In reality though it doesn't matter, as soon as one study comes out "proving" something another comes out to disprove it. Most of what we "know" or believe is from anecdotal evidence, that is the basis for our knowledge. Clearly it can be augmented with scientific studies but those studies can also be skewed to make whoever funded the study happy.
Stats lie, numbers lie but experience is just that, it helps us "guess" at what is going to happen, we have survived as a species because we are quite good at that.
@jodark: I'm sorry. I think you meant to type Hooters and not "fancy restaurant."
I will admit that a group of women may consume less while taking more time, but in no way are female diners in NYC(myself included) going into high end restaurants without understanding how to tip.

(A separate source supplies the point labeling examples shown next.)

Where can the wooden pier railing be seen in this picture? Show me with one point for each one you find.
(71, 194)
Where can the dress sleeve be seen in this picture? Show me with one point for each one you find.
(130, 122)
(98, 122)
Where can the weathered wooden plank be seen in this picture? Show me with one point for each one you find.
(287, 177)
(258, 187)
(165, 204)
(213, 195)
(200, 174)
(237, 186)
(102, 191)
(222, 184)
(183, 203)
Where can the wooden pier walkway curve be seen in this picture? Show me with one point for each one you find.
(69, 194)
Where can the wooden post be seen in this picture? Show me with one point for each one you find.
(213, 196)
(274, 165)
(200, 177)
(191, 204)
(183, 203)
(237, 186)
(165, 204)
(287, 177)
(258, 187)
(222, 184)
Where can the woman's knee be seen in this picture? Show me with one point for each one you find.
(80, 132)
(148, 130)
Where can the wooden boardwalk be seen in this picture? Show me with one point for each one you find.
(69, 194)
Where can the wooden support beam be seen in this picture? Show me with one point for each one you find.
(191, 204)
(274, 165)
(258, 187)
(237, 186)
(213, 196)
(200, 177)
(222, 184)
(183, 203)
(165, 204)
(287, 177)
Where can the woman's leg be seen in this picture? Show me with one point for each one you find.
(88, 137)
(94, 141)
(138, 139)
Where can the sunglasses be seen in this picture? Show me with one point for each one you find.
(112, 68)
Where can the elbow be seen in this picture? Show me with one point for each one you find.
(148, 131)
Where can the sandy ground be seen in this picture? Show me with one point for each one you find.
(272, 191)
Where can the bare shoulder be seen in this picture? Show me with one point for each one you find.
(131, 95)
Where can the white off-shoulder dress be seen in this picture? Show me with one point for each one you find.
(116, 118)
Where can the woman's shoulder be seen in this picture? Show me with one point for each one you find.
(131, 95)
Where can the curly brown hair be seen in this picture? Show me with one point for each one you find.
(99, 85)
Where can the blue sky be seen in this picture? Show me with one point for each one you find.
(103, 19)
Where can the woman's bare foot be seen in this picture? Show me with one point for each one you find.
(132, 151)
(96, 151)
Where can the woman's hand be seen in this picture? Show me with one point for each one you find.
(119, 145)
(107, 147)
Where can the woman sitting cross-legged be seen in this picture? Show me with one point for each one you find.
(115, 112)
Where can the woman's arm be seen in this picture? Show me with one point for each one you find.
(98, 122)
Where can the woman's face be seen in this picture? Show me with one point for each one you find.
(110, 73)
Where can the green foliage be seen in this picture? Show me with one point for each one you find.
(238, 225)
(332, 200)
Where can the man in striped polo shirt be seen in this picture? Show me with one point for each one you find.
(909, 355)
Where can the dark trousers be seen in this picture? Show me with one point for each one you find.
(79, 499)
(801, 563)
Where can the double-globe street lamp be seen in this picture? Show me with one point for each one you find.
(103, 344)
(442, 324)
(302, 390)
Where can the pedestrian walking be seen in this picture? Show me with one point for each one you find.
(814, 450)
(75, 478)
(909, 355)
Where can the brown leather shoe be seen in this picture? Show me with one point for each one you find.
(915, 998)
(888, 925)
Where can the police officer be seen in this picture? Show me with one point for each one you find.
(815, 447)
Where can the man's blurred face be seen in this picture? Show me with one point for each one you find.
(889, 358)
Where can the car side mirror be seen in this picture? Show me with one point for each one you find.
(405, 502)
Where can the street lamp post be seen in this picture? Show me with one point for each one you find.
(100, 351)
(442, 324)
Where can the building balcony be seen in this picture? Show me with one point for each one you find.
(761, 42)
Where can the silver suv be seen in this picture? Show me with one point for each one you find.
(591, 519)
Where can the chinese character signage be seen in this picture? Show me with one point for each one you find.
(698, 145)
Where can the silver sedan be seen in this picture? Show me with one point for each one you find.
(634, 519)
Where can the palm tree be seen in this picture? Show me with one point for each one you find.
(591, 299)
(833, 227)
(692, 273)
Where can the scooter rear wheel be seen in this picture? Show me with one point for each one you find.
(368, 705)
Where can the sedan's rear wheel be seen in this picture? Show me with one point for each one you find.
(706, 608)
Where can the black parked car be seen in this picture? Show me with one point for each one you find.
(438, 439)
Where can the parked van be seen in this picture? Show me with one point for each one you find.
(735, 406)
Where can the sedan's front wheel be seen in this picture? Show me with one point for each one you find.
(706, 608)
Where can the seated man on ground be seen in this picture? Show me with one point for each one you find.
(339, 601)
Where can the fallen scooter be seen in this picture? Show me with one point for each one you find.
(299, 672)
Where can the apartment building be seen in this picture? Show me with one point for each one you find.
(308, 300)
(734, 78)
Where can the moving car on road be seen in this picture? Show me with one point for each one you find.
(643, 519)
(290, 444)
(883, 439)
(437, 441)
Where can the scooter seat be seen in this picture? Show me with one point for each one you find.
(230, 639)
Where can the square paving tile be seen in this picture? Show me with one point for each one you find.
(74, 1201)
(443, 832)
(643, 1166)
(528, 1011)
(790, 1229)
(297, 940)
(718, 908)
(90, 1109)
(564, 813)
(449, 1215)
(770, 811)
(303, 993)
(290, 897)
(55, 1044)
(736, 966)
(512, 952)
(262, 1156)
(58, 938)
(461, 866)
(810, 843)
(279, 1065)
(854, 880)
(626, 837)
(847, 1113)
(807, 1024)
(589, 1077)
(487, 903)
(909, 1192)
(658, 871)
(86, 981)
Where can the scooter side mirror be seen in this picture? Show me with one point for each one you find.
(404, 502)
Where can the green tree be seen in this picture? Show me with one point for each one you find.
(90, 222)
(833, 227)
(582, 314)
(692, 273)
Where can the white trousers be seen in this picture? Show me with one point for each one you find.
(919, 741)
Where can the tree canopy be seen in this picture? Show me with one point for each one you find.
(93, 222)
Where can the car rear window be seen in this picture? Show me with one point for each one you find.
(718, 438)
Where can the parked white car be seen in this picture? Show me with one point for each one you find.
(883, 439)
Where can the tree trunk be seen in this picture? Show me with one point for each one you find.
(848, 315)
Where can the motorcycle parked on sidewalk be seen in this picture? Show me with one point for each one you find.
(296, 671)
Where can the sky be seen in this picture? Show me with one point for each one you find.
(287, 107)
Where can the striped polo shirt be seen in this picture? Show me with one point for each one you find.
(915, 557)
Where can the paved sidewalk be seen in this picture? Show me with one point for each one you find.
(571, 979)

And believe it or not, some women have very lucrative careers now and can afford their own meals regardless of male company.
Two things.
No. 1: If the woman orders the wine, there's a fair chance she'll have a say in the final bill and therefore the tip. If you present it to the other person at the table -- male or female -- you're now likely in a bad place with her. So that could have something to do with a lower tip in that case.
No. 2: If women *do* spend so much more time talking than men, then you might consider that in the long run they're more likely to talk up your restaurant, or even your own personal skills, to their friends, and bring more business directly to the establishment -- and possibly even to your tables, if they request you -- when they're treated well. Women also often choose locations for their S.O.s; if they've felt badly treated, expect them not to choose yours.
Flapping lips, indeed.
@Raekwon: I waited and bartended for years, and can mirror the sentiment. Not a stereotype if it can be proven.
I would serve the bottle and pour for whomever ordered the wine. So if the man ordered, he got the wine service, and likewise if the woman ordered. Proper wine service calls for that, not to serving the man's date first unless he asks me to do so...That's an easy one anyways. The other issues were not as true. I found when I was friendly to the women and didn't treat them like a tip transaction (which some male customers preferred) they would leave me great tips.



















Until restaurants pay waiters the same no matter who they serve and no matter how long each table takes... expect this to stay the same.
Would you be all happy-go-lucky if you KNOW that the table you're serving is keeping you from making more money? Probably not.